Années 2009 2010 2011 à 2020
Logements sociaux rénovés 40 000 60 000 70 000 par an


A cet effet, une enveloppe de prêts à taux privilégiés sera accordée aux organismes bailleurs de logements sociaux. Des conventions entre l'Etat et ces organismes définiront les conditions de réalisation du programme et prévoiront les modalités de financement des travaux de rénovation, notamment à partir des économies réalisées grâce à ces travaux de rénovation. A l'appui de ces conventions, l'Etat pourra attribuer des subventions qui pourront s'élever jusqu'à 20% du coût des travaux.
Les organismes bailleurs de logements sociaux seront encouragés à recourir aux énergies renouvelables, notamment pour leur permettre des adaptations marginales à la norme fixée au premier alinéa dans le cas d'un patrimoine manifestement difficile à rénover. Un décret fixe les conditions techniques pouvant justifier de telles adaptations et les modalités de compensation applicables aux organismes concernés. III – Afin de permettre une rénovation accélérée du parc résidentiel et tertiaire existant en matière d'économie d'énergie, l'Etat mettra en place des actions spécifiques incluant un ensemble d'incitations financières destinées à encourager la réalisation des travaux.
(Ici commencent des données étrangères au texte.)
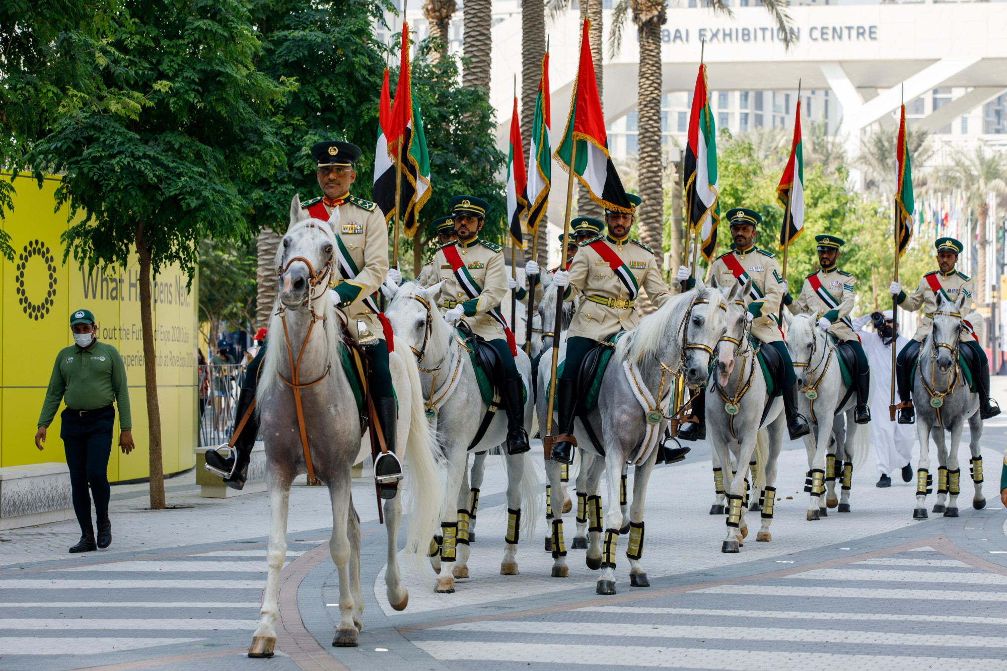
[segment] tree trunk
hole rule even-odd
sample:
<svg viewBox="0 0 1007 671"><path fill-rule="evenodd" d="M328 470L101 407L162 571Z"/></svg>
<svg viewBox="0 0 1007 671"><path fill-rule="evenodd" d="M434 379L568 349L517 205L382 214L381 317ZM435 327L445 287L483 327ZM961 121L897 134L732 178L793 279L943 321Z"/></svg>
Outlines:
<svg viewBox="0 0 1007 671"><path fill-rule="evenodd" d="M157 358L154 352L154 305L151 295L150 250L143 222L136 225L136 253L140 257L140 326L143 337L143 373L147 390L147 430L150 433L150 509L164 509L164 464L161 460L161 409L157 403Z"/></svg>
<svg viewBox="0 0 1007 671"><path fill-rule="evenodd" d="M269 327L269 318L276 304L276 250L280 248L282 236L272 229L263 229L256 246L259 267L256 270L256 322L259 328ZM212 344L211 344L212 345Z"/></svg>
<svg viewBox="0 0 1007 671"><path fill-rule="evenodd" d="M465 0L462 39L465 57L469 61L461 75L461 85L484 89L487 95L492 59L492 0Z"/></svg>

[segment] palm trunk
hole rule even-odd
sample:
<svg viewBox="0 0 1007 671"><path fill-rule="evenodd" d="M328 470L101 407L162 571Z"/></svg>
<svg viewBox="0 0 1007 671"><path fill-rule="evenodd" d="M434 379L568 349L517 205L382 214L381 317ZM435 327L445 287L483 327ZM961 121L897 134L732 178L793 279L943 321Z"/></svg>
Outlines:
<svg viewBox="0 0 1007 671"><path fill-rule="evenodd" d="M140 325L143 372L147 390L147 430L150 433L150 509L164 509L164 464L161 460L161 409L157 403L157 359L154 352L154 305L151 296L150 250L143 237L143 221L136 225L136 253L140 257Z"/></svg>

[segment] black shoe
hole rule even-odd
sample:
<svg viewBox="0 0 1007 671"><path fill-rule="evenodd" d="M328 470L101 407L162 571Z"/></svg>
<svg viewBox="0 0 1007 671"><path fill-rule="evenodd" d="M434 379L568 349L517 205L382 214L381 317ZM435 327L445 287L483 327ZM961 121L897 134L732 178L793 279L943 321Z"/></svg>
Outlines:
<svg viewBox="0 0 1007 671"><path fill-rule="evenodd" d="M106 515L98 518L98 547L107 548L112 544L112 520Z"/></svg>
<svg viewBox="0 0 1007 671"><path fill-rule="evenodd" d="M522 402L521 378L512 378L503 385L503 405L507 406L507 453L523 454L532 448L525 431L525 404Z"/></svg>

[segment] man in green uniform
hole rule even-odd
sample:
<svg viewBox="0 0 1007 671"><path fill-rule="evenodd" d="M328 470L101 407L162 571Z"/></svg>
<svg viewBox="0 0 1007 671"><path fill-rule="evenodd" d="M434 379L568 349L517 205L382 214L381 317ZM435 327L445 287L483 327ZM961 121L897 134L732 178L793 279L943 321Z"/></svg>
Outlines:
<svg viewBox="0 0 1007 671"><path fill-rule="evenodd" d="M779 329L776 310L786 293L786 282L779 271L779 264L772 252L755 247L758 225L762 216L754 210L735 208L727 213L731 225L734 249L717 257L711 268L720 286L731 286L737 282L744 286L752 279L749 295L744 296L751 321L751 334L762 344L771 347L783 361L783 409L786 412L786 430L790 440L797 440L811 431L808 420L798 412L798 376L794 373L794 363L783 343L783 331ZM689 290L696 280L685 266L679 268L678 279L683 289ZM699 440L706 437L706 394L700 390L692 399L693 414L679 427L678 437L683 440Z"/></svg>
<svg viewBox="0 0 1007 671"><path fill-rule="evenodd" d="M846 243L842 238L829 235L815 236L815 242L818 243L820 270L805 278L801 295L797 300L787 293L783 302L786 303L790 314L805 312L821 314L818 325L837 341L842 341L853 349L857 356L857 367L860 369L856 381L857 408L854 411L854 420L858 424L866 424L871 420L871 411L867 407L871 374L867 365L867 355L864 354L864 348L853 330L853 322L850 321L850 312L853 311L853 303L856 300L856 293L853 291L855 280L850 273L845 273L836 266L839 248Z"/></svg>
<svg viewBox="0 0 1007 671"><path fill-rule="evenodd" d="M66 408L60 413L59 437L66 453L74 512L81 525L81 540L70 552L89 552L112 543L109 520L109 455L112 452L112 429L119 406L119 445L124 454L133 451L133 422L129 411L126 368L119 351L98 340L95 316L90 310L77 310L69 317L74 345L56 355L42 412L38 416L35 446L43 449L46 429L52 423L59 402ZM95 499L98 539L91 524L91 497Z"/></svg>
<svg viewBox="0 0 1007 671"><path fill-rule="evenodd" d="M890 291L898 305L904 309L914 312L920 307L923 308L923 316L919 319L919 326L916 333L909 341L909 344L898 353L896 361L895 378L898 381L898 397L902 401L902 407L898 411L899 424L912 424L915 422L915 411L912 408L912 387L909 385L909 376L912 367L919 356L919 347L923 339L930 334L933 326L933 312L938 307L938 292L944 294L946 299L958 300L961 294L967 296L963 313L969 309L973 292L973 282L965 273L955 270L958 263L958 255L962 253L962 243L954 238L938 238L933 244L938 249L938 267L923 275L919 279L919 286L911 294L906 295L902 291L902 285L897 280L891 283ZM983 419L996 417L1000 414L1000 406L990 398L990 364L986 360L986 352L982 346L976 342L971 329L963 328L962 331L962 354L969 358L969 365L976 378L979 391L979 416Z"/></svg>

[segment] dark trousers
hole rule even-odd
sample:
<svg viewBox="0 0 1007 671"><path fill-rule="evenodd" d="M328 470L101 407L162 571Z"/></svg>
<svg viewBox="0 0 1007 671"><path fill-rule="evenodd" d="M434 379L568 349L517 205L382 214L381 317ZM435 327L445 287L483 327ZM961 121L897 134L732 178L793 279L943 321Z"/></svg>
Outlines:
<svg viewBox="0 0 1007 671"><path fill-rule="evenodd" d="M62 428L59 437L66 452L69 467L69 484L74 497L74 512L85 534L94 533L91 524L91 497L95 499L98 518L108 516L109 497L109 455L112 453L112 429L116 411L113 406L88 411L81 417L80 412L69 408L62 411Z"/></svg>

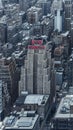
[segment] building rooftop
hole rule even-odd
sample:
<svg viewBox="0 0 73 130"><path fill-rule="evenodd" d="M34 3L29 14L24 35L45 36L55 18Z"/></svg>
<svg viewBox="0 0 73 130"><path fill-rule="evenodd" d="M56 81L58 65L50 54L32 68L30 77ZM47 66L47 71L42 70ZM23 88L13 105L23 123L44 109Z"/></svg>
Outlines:
<svg viewBox="0 0 73 130"><path fill-rule="evenodd" d="M35 111L21 111L6 117L3 123L6 129L32 129L38 118Z"/></svg>
<svg viewBox="0 0 73 130"><path fill-rule="evenodd" d="M64 98L62 98L59 104L55 118L73 118L73 113L71 113L71 106L73 106L73 95L66 95Z"/></svg>
<svg viewBox="0 0 73 130"><path fill-rule="evenodd" d="M44 105L49 95L28 95L24 101L24 104L38 104Z"/></svg>

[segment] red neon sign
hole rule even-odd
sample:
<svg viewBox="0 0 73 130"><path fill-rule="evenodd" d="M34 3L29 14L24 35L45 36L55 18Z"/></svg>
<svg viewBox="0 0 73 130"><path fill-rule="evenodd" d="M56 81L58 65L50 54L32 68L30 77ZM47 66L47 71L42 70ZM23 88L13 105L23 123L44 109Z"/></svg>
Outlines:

Ainsi :

a) L'Etat favorisera la conclusion d'accords avec le secteur des banques et des assurances tout en mobilisant les établissements financiers publics, pour développer le financement des investissements d'économie d'énergie ; ces accords auront pour objet la mise en place de prêts aux particuliers dont les caractéristiques financières permettront le remboursement des annuités d'emprunt au moyen des économies d'énergie réalisées ; de même l'Etat encouragera la simplification et l'aménagement des contrats de performance énergétique en vue de faciliter leur diffusion, notamment dans les copropriétés, et s'assurera de l'élaboration de modèles de contrats de performance énergétique adaptés aux différents secteurs (résidentiel, tertiaire, industriel) ; il incitera le secteur des assurances à développer un offre de produits visant à garantir le bon résultat des travaux d'amélioration énergétique des bâtiments résidentiels ;

b) Les modalités d'application du crédit d'impôt sur le revenu en faveur des économies d'énergie et de l'utilisation des énergies renouvelables seront réformées, afin de favoriser la rénovation des logements donnés en location et la réalisation de travaux ou l'acquisition des équipements les plus performants.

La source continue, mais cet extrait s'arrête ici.